Qikiqtaaluk Environmental Inc. (QE) was established in 2003 in Iqaluit, Nunavut. Its activities consist of managing hazardous and non-hazardous waste, PHC -impacted water and soils. QE operates out of a ≈ 20,000 m² property, located in Iqaluit, Nunavut (the Site). In the last 2 years, QE has seen an increased demand for contaminated water and soil management from its clients. This amendment aims at expanding QE’s storage volume and treatment capacity. As part of its mission and field of expertise, QE will continue to safeguard against contaminants migrating beyond the Site limits. Monitoring wells, watertight lined cells, storage in proper containment, and regular inspections will remain part of the measures taken by QE to prevent contaminants from being released into the surrounding environment.
Hazardous and non-hazardous waste will continue to be collected from various clients in Iqaluit. Waste consists of, but is not limited to, batteries, waste oils, fuels and gasoline, PHC-impacted sludges and solids (used absorbents, rags and filter media), waste glycol, asbestos-containing materials, lead-based paint and other lead-containing materials, biomedical waste, etc. These types of waste are often improperly packaged and/or in damaged/unsound containers, and are labelled by QE as “unconsolidated”. QE’s business consists of identifying, repackaging for marine transport, and safely storing the now “consolidated” waste. In summer, during the sealift season, the consolidated waste is shipped by maritime transport to accredited facilities in the South for final recycling and/or disposal.
PHC-impacted water is collected from spills, site remediation projects, fuel storage containers, etc. PHC-impacted water also accumulates in the lined, watertight soil holding cells. The water treatment unit consists of a series of filters and chemical additives activated by pumps. QE aims to increase its PHC-impacted water holding capacity by constructing a ≈ 400,000 L lined, watertight basin. A ≈ 120,000 L treated water holding tank will also be added to the process. Once a “batch” is ready, confirmatory samples will still be collected and analyzed for comparison with the discharge criteria as defined in 1BR-THI1722. Following receipt of results respecting the criteria, the treated water is released at the identified discharge location, and a second batch undergoes the treatment process.
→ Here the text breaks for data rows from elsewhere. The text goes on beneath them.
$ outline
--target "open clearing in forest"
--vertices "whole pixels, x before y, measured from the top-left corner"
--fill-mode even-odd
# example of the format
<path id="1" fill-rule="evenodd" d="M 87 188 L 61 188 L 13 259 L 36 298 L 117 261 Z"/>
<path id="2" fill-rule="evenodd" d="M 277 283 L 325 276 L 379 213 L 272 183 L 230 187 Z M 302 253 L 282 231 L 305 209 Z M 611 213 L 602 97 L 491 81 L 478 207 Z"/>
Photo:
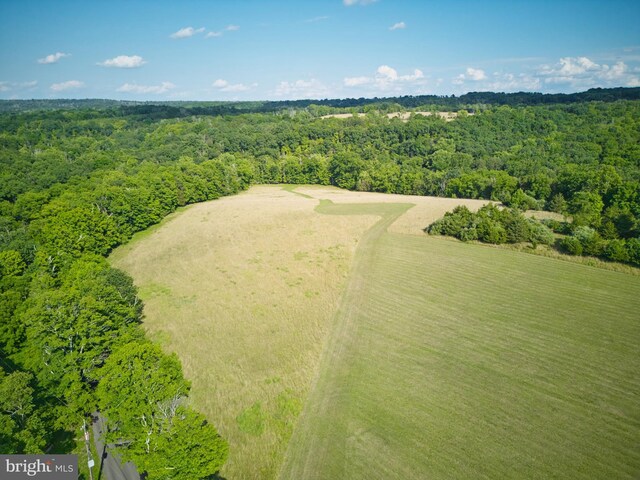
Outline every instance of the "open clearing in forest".
<path id="1" fill-rule="evenodd" d="M 253 187 L 115 252 L 223 476 L 637 477 L 640 277 L 422 234 L 460 203 Z"/>
<path id="2" fill-rule="evenodd" d="M 465 112 L 467 115 L 473 115 L 472 112 Z M 393 112 L 393 113 L 387 113 L 386 117 L 387 118 L 399 118 L 400 120 L 402 120 L 403 122 L 408 122 L 409 119 L 411 118 L 411 115 L 418 115 L 418 116 L 423 116 L 423 117 L 431 117 L 433 115 L 436 115 L 442 119 L 444 119 L 447 122 L 450 122 L 452 120 L 455 120 L 456 118 L 458 118 L 458 112 Z M 333 113 L 330 115 L 323 115 L 320 118 L 353 118 L 355 116 L 358 117 L 364 117 L 366 116 L 366 113 Z"/>

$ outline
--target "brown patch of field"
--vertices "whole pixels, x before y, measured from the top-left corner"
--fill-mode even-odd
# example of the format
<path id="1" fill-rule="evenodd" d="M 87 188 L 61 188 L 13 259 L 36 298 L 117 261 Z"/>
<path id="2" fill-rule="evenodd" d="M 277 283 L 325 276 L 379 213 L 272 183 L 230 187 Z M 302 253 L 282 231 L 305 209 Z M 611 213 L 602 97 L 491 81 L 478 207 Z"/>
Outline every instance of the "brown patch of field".
<path id="1" fill-rule="evenodd" d="M 352 118 L 355 116 L 364 117 L 366 113 L 334 113 L 332 115 L 323 115 L 320 118 Z M 422 115 L 423 117 L 431 117 L 433 115 L 437 115 L 438 117 L 444 119 L 447 122 L 455 120 L 458 118 L 458 112 L 393 112 L 387 113 L 387 118 L 399 118 L 403 122 L 407 122 L 411 115 Z M 467 115 L 473 115 L 473 113 L 467 113 Z"/>
<path id="2" fill-rule="evenodd" d="M 563 220 L 567 219 L 567 217 L 565 217 L 561 213 L 545 212 L 544 210 L 527 210 L 526 212 L 524 212 L 524 215 L 525 217 L 535 218 L 536 220 L 551 219 L 562 222 Z"/>
<path id="3" fill-rule="evenodd" d="M 334 113 L 331 115 L 323 115 L 320 118 L 352 118 L 355 116 L 364 117 L 364 115 L 364 113 L 358 113 L 357 115 L 353 113 Z"/>

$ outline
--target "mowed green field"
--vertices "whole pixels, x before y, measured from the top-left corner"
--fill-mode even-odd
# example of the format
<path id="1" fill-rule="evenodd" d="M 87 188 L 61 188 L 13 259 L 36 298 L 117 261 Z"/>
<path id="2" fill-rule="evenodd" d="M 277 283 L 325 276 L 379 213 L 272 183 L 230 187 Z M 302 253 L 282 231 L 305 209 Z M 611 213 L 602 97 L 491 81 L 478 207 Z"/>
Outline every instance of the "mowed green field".
<path id="1" fill-rule="evenodd" d="M 113 258 L 229 439 L 225 478 L 640 477 L 639 276 L 399 233 L 453 199 L 291 190 Z"/>
<path id="2" fill-rule="evenodd" d="M 640 477 L 638 277 L 384 227 L 282 479 Z"/>

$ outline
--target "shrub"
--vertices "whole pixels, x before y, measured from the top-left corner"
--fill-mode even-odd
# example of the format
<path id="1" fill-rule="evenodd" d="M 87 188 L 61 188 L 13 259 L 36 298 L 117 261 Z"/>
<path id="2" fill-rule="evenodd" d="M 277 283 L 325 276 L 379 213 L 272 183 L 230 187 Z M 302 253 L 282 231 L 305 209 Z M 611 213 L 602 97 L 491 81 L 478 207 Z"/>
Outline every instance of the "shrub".
<path id="1" fill-rule="evenodd" d="M 640 265 L 640 238 L 630 238 L 627 240 L 625 247 L 629 261 Z"/>
<path id="2" fill-rule="evenodd" d="M 552 212 L 565 213 L 567 211 L 567 201 L 561 193 L 556 193 L 551 200 L 549 200 L 547 208 Z"/>
<path id="3" fill-rule="evenodd" d="M 468 221 L 473 218 L 473 213 L 464 205 L 458 205 L 451 212 L 445 213 L 444 216 L 456 216 Z"/>
<path id="4" fill-rule="evenodd" d="M 600 228 L 598 229 L 602 238 L 606 238 L 607 240 L 613 240 L 614 238 L 618 238 L 618 231 L 616 230 L 616 226 L 611 220 L 604 220 Z"/>
<path id="5" fill-rule="evenodd" d="M 442 219 L 436 220 L 431 225 L 424 229 L 429 235 L 443 235 L 442 233 Z"/>
<path id="6" fill-rule="evenodd" d="M 467 225 L 467 221 L 459 216 L 450 215 L 442 219 L 442 234 L 458 237 L 460 231 Z"/>
<path id="7" fill-rule="evenodd" d="M 476 215 L 480 218 L 486 217 L 492 218 L 494 220 L 500 218 L 501 214 L 501 210 L 493 203 L 488 203 L 487 205 L 480 208 L 480 210 L 478 210 L 478 212 L 476 213 Z"/>
<path id="8" fill-rule="evenodd" d="M 539 243 L 551 245 L 553 243 L 553 232 L 542 223 L 529 219 L 529 241 L 535 248 Z"/>
<path id="9" fill-rule="evenodd" d="M 467 207 L 458 206 L 453 211 L 445 213 L 440 220 L 433 222 L 428 232 L 431 235 L 448 235 L 462 239 L 462 230 L 471 227 L 473 219 L 474 214 Z"/>
<path id="10" fill-rule="evenodd" d="M 468 227 L 464 227 L 462 230 L 460 230 L 460 234 L 458 236 L 458 238 L 460 240 L 462 240 L 463 242 L 468 242 L 470 240 L 477 240 L 478 239 L 478 230 L 476 229 L 475 225 L 471 225 Z"/>
<path id="11" fill-rule="evenodd" d="M 575 225 L 600 225 L 600 213 L 604 203 L 602 197 L 595 192 L 578 192 L 569 202 L 569 213 L 573 215 Z"/>
<path id="12" fill-rule="evenodd" d="M 569 222 L 561 222 L 560 220 L 554 220 L 553 218 L 545 218 L 541 220 L 541 223 L 549 227 L 555 233 L 561 233 L 563 235 L 571 234 L 571 224 Z"/>
<path id="13" fill-rule="evenodd" d="M 573 231 L 573 237 L 582 245 L 582 251 L 586 255 L 602 255 L 604 242 L 600 234 L 591 227 L 580 226 Z"/>
<path id="14" fill-rule="evenodd" d="M 524 193 L 522 189 L 519 188 L 513 195 L 511 195 L 508 205 L 519 210 L 536 210 L 538 208 L 538 201 L 532 196 Z"/>
<path id="15" fill-rule="evenodd" d="M 485 243 L 501 244 L 507 241 L 507 232 L 498 222 L 482 218 L 476 227 L 478 240 Z"/>
<path id="16" fill-rule="evenodd" d="M 509 243 L 520 243 L 529 240 L 531 235 L 529 222 L 524 216 L 515 210 L 504 210 L 502 212 L 502 224 L 507 232 Z"/>
<path id="17" fill-rule="evenodd" d="M 604 247 L 604 256 L 615 262 L 628 262 L 629 252 L 625 248 L 624 240 L 610 240 Z"/>
<path id="18" fill-rule="evenodd" d="M 582 244 L 576 237 L 563 238 L 560 247 L 571 255 L 582 255 Z"/>

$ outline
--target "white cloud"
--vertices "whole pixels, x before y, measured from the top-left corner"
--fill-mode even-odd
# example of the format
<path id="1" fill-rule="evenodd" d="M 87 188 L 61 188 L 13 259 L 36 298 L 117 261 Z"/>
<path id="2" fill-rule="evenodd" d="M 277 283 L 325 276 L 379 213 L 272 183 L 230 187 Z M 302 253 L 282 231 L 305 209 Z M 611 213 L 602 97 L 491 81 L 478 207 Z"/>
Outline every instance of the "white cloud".
<path id="1" fill-rule="evenodd" d="M 251 90 L 251 88 L 253 88 L 253 87 L 250 86 L 250 85 L 245 85 L 244 83 L 234 83 L 233 85 L 227 85 L 226 87 L 220 89 L 220 91 L 222 91 L 222 92 L 246 92 L 247 90 Z"/>
<path id="2" fill-rule="evenodd" d="M 562 57 L 555 64 L 540 65 L 520 73 L 494 72 L 469 67 L 451 79 L 460 90 L 581 91 L 594 87 L 632 87 L 640 84 L 634 69 L 621 60 L 597 63 L 588 57 Z"/>
<path id="3" fill-rule="evenodd" d="M 576 90 L 633 86 L 637 82 L 637 76 L 624 62 L 598 64 L 587 57 L 563 57 L 555 65 L 542 65 L 537 75 L 545 84 L 565 84 Z"/>
<path id="4" fill-rule="evenodd" d="M 371 83 L 371 78 L 369 77 L 346 77 L 344 79 L 345 87 L 359 87 L 361 85 L 367 85 Z"/>
<path id="5" fill-rule="evenodd" d="M 84 87 L 84 82 L 81 82 L 79 80 L 69 80 L 68 82 L 54 83 L 49 88 L 51 88 L 51 90 L 53 90 L 54 92 L 62 92 L 64 90 L 73 90 L 75 88 L 82 87 Z"/>
<path id="6" fill-rule="evenodd" d="M 38 86 L 37 80 L 30 82 L 0 82 L 0 92 L 8 92 L 10 90 L 31 90 Z"/>
<path id="7" fill-rule="evenodd" d="M 615 80 L 617 78 L 622 78 L 627 73 L 628 67 L 624 64 L 624 62 L 617 62 L 612 67 L 608 65 L 602 66 L 602 77 L 607 80 Z"/>
<path id="8" fill-rule="evenodd" d="M 245 85 L 244 83 L 229 83 L 226 80 L 219 78 L 213 82 L 212 86 L 217 88 L 221 92 L 246 92 L 258 86 L 257 83 L 251 85 Z"/>
<path id="9" fill-rule="evenodd" d="M 368 85 L 376 90 L 399 91 L 403 88 L 403 85 L 424 84 L 424 73 L 422 73 L 422 70 L 418 70 L 416 68 L 411 74 L 399 75 L 395 68 L 392 68 L 389 65 L 380 65 L 373 77 L 345 77 L 343 84 L 345 87 L 361 87 Z"/>
<path id="10" fill-rule="evenodd" d="M 351 7 L 353 5 L 371 5 L 372 3 L 376 3 L 378 0 L 342 0 L 345 6 Z"/>
<path id="11" fill-rule="evenodd" d="M 417 68 L 408 75 L 399 75 L 395 68 L 380 65 L 373 77 L 346 77 L 343 79 L 345 87 L 369 86 L 374 90 L 399 92 L 407 85 L 424 85 L 424 73 Z"/>
<path id="12" fill-rule="evenodd" d="M 399 77 L 402 82 L 415 82 L 416 80 L 420 80 L 424 78 L 424 73 L 422 70 L 418 70 L 417 68 L 413 71 L 411 75 L 402 75 Z"/>
<path id="13" fill-rule="evenodd" d="M 597 70 L 598 64 L 592 62 L 587 57 L 571 58 L 565 57 L 560 59 L 559 75 L 573 76 L 580 75 L 588 70 Z"/>
<path id="14" fill-rule="evenodd" d="M 189 38 L 202 32 L 204 32 L 204 27 L 201 27 L 201 28 L 185 27 L 185 28 L 181 28 L 177 32 L 172 33 L 169 36 L 171 38 Z"/>
<path id="15" fill-rule="evenodd" d="M 202 29 L 204 30 L 204 29 Z M 215 37 L 221 37 L 224 35 L 224 32 L 236 32 L 240 30 L 240 27 L 238 25 L 227 25 L 226 27 L 224 27 L 224 30 L 221 31 L 211 31 L 211 32 L 207 32 L 207 34 L 204 36 L 204 38 L 215 38 Z"/>
<path id="16" fill-rule="evenodd" d="M 119 55 L 109 60 L 105 60 L 104 62 L 100 62 L 98 63 L 98 65 L 114 68 L 137 68 L 141 67 L 145 63 L 147 62 L 145 62 L 144 59 L 139 55 Z"/>
<path id="17" fill-rule="evenodd" d="M 391 25 L 389 27 L 389 30 L 393 31 L 393 30 L 402 30 L 403 28 L 407 28 L 407 24 L 404 22 L 398 22 L 398 23 L 394 23 L 393 25 Z"/>
<path id="18" fill-rule="evenodd" d="M 58 63 L 58 61 L 61 58 L 70 57 L 70 56 L 71 56 L 70 53 L 56 52 L 56 53 L 52 53 L 51 55 L 47 55 L 44 58 L 39 58 L 38 63 L 44 64 L 44 65 L 48 65 L 50 63 Z"/>
<path id="19" fill-rule="evenodd" d="M 160 85 L 138 85 L 137 83 L 125 83 L 118 87 L 116 92 L 161 94 L 166 93 L 173 88 L 176 88 L 176 86 L 171 82 L 162 82 Z"/>
<path id="20" fill-rule="evenodd" d="M 464 73 L 461 73 L 457 77 L 453 78 L 451 80 L 451 83 L 453 83 L 454 85 L 462 85 L 462 84 L 464 84 Z"/>
<path id="21" fill-rule="evenodd" d="M 378 77 L 385 81 L 394 81 L 398 79 L 398 72 L 395 69 L 391 68 L 389 65 L 380 65 L 378 70 L 376 70 Z"/>
<path id="22" fill-rule="evenodd" d="M 479 68 L 469 67 L 467 68 L 467 78 L 474 82 L 479 82 L 480 80 L 486 80 L 487 74 L 484 73 L 484 70 L 480 70 Z"/>
<path id="23" fill-rule="evenodd" d="M 329 89 L 319 80 L 296 80 L 295 82 L 280 82 L 275 90 L 278 97 L 290 100 L 301 98 L 326 98 Z"/>
<path id="24" fill-rule="evenodd" d="M 484 70 L 480 70 L 479 68 L 468 67 L 465 73 L 461 73 L 457 77 L 451 80 L 451 83 L 454 85 L 463 85 L 466 80 L 472 80 L 474 82 L 479 82 L 480 80 L 486 80 L 487 74 L 484 73 Z"/>
<path id="25" fill-rule="evenodd" d="M 490 77 L 484 70 L 469 67 L 465 73 L 454 77 L 451 80 L 453 85 L 462 86 L 465 82 L 474 82 L 473 90 L 493 91 L 493 92 L 516 92 L 540 90 L 541 82 L 538 77 L 528 73 L 504 73 L 494 72 Z"/>
<path id="26" fill-rule="evenodd" d="M 376 73 L 376 83 L 381 87 L 387 83 L 415 82 L 416 80 L 424 78 L 422 70 L 418 70 L 417 68 L 412 74 L 398 75 L 398 72 L 394 68 L 391 68 L 388 65 L 381 65 L 378 67 L 378 70 L 376 70 Z"/>
<path id="27" fill-rule="evenodd" d="M 515 92 L 540 90 L 539 78 L 526 73 L 514 75 L 513 73 L 495 72 L 491 80 L 483 87 L 494 92 Z"/>

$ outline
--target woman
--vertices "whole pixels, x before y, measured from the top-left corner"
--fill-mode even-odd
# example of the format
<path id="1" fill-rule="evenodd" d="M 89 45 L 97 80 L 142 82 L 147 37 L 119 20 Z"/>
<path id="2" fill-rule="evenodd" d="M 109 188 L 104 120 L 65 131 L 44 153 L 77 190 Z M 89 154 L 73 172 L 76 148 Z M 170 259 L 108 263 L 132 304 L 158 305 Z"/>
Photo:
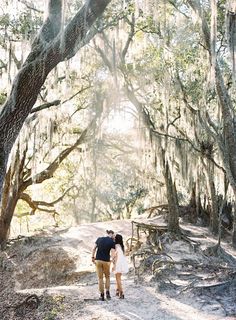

QE will continue treating PHC-impacted soils using a combination of physical (screening and washing), chemical (oxidation), and biological (biopile and/or landfarming) techniques. Significant spills from clients were cleaned up by QE over the 2017-2018 winter season, leading to an accumulation of PHC-impacted ice/snow/soils in QE’s current containment cell. During the 2018 spring freshet, it became obvious that the current holding capacity could not contain the thawing snow/ice. A lined watertight cell was constructed in June 2018, as an emergency measure, to contain the thaw from the accumulated PHC-impacted products. This amendment also aims at requesting approval for a holding capacity volume increase through the construction of a new lined, watertight cell able to contain a volume of more than 9,000 m³.
In summary, this amendment does not change the nature of QE’s current activities at its EWPF, licensed under 1BR THI1722, rather its purpose is to seek approval for an increased holding volume and treatment capacity of PHC-impacted water and soils to accommodate QE’s continued business growth.